How many MRSMs does Delhi actually need?

Our analysis, applying CAQM norms to Delhi’s road network, identified and suitable for sweeping, finds that the city would need a total of 161 MRSMs to cover all roads technically suitable for deployment: 73 large-category machines to sweep 1,450 km of roads with an RoW greater than 60 feet daily, and 88 medium-category machines to sweep 3,500 km of roads with an RoW between 30 and 60 feet on alternate days. Delhi’s action plan figure of 230 MRSMs exceeds this estimate, suggesting that without a corresponding expansion of route coverage and hotspot-aligned deployment, some of the planned fleet may be redundant, duplicating coverage on already-swept roads rather than extending reach.

How can Delhi ensure the effective operation of MRSMs?

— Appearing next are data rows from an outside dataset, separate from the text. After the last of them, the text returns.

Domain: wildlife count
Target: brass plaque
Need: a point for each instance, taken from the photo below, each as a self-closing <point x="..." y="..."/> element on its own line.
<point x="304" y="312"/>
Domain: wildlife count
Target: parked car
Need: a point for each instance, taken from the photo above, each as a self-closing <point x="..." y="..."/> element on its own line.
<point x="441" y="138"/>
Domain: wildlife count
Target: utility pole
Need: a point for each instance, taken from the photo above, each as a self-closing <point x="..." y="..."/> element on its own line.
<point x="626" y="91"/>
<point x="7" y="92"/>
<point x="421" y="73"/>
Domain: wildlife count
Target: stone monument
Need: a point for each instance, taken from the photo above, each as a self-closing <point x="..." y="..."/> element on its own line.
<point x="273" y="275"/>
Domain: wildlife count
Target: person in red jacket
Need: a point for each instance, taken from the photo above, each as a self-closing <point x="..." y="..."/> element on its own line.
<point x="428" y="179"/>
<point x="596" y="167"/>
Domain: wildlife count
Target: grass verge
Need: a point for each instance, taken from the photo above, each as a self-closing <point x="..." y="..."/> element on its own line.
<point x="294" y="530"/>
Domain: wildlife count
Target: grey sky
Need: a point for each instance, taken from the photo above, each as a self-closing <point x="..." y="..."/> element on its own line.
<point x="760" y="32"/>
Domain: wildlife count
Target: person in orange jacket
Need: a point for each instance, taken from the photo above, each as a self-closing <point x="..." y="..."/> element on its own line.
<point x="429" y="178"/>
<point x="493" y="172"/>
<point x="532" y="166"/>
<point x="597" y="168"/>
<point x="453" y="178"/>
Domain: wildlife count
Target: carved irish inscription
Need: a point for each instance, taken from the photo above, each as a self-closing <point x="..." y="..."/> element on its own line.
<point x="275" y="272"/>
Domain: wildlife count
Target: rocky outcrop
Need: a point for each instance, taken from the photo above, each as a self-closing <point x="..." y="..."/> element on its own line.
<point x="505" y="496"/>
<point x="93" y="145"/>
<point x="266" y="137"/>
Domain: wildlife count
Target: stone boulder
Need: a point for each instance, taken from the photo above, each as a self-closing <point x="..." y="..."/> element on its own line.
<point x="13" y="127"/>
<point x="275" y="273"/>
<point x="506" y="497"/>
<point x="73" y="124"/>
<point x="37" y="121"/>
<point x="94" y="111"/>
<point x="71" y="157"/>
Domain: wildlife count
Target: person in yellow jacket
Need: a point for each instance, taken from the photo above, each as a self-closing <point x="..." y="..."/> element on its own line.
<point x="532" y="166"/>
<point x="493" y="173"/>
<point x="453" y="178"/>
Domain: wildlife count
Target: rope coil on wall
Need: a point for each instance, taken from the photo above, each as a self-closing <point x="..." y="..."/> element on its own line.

Priority What needs to change Recommendation
Define and enforce scientific waste disposal CAQM should release a supplementary SOP defining the scientific disposal of road-sweeping debris. Third-party operators should be monitored on waste volumes collected and disposal compliance.
  • Mandate that all operators report, via a GPS tracking-enabled centralised portal, the waste volumes collected and the disposal destination per shift.
  • Tie contract renewals or payment disbursal.
Pair sweeping with road improvement MRSM deployment on roads with unpaved shoulders, potholes, and construction waste should be preceded by basic road maintenance. Evidence from Barcelona and London confirms MRSMs perform best on well-maintained surfaces. In Delhi, dust concentrates along road edges and medians, worsened by poor road conditions. Sweeping alone cannot address dust generated by road surface deterioration.
  • Establish a pre-deployment road condition checklist coordinated between MCD and PWD before assigning any new MRSM routes.
  • Prioritise road redevelopment of routes suitable for MRSM deployment. 
Deploy against dust hotspots, not only RoW Route planning should be overlaid with DPCC dust hotspot data and population exposure maps. Sweeping frequency on hotspot roads should be increased regardless of RoW classification. 
  • Integrate DPCC's 13 identified hotspots into MCD's MRSM tracking portal as mandatory waypoints. 
  • Prioritise commercial corridors alongside RoW classification when assigning routes.
  • Review and update routes quarterly based on real-time dust monitoring data.

Delhi's planned MRSM expansion reflects a genuine commitment to tackling one of the city's most persistent air quality challenges, and the CAQM norms are technically sound. However, an expanded fleet operating under the same logic as the current 52 machines may not deliver optimum improvement. The success of this expansion hinges on how routes are planned, how waste is handled, and how road conditions are maintained. 

As Delhi scales and outsources these operations, getting the governance details right becomes as important as the machines themselves. Done well, this programme could set a replicable standard for dust adaptation in dense urban environments across India's non-attainment cities.